Multipurpose Vowel and the Silent Language




Anton Webern, the Second Viennese School composer, believed that his highly serialized music reflected what heaven would be like. Rather than previous tonal music which was routed around a hierarchical and unidirectional conception, his music was very symmetrical and considered relations between music material literarily backwards, forwards, and in inversion. His music is crystalline and considers the tiniest units of musical structure and timbre. Heaven, after all, would have no directions in either time or space, being boundless, infinite and eternal.

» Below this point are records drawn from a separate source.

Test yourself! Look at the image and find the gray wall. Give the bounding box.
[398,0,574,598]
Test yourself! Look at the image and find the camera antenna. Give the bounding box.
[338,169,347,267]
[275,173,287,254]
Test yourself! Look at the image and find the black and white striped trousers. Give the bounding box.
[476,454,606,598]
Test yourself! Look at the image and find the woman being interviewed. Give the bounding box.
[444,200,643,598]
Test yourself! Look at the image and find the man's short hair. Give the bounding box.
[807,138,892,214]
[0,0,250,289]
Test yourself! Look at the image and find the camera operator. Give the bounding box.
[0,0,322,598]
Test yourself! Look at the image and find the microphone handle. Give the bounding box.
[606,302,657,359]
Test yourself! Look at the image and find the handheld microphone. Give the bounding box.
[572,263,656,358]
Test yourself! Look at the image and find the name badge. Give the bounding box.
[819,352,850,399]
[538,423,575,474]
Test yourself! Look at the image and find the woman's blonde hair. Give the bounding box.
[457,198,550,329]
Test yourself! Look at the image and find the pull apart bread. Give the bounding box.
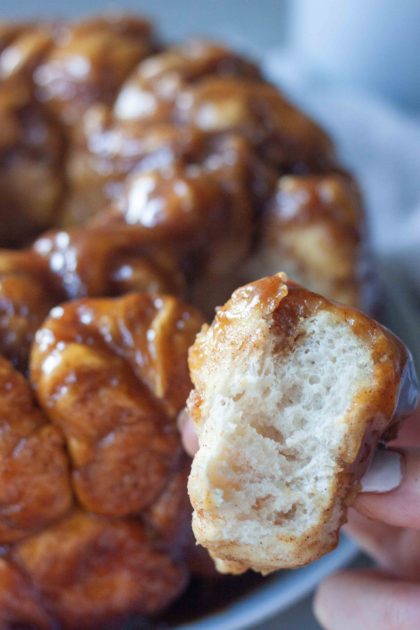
[187,273,418,574]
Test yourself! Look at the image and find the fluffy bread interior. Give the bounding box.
[189,274,410,573]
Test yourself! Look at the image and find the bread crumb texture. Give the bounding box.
[188,274,413,573]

Webern received a PhD for his study of Ockeghem, a Medieval church composer. Ockeghem's music, like much church music of the day, explored many polydirectional relationships and numerical patterns and symbolism. Church musicians believed that God would be able to perceive relationships in a way that mere mortals could not, and as a result they hyperloaded complex relationships into their music. Also, I presume, that the music expressed something of the infinitude and omnivalence of God. This reminds me of the Jewish mystic attitude toward the Torah (the Old Testament): that it is a finite and concrete expression of an infinite and nonconcrete God.

What letter would best express timelessness and infinitude? I'm thinking that it'd be a silent letter. Today, I was wondering if one could construct a story of silent letters. I was thinking one could construct such a thing in a manner similar to Bernard Shaw's "ghoti" which is a representation of the word "fish" (gh as in tough, o as in women, ti as in inspiration.)

What about the word "chemughpk"? ch as in chthonic, e as in rose, m as in mnemonic, ugh as in thought, p as in pneumatic, k as in knight? Perhaps I will write an entire dictionary of silent words, a pronunciation guide to the inexpressible and unpronounceable, to the unspeakable and unspoken.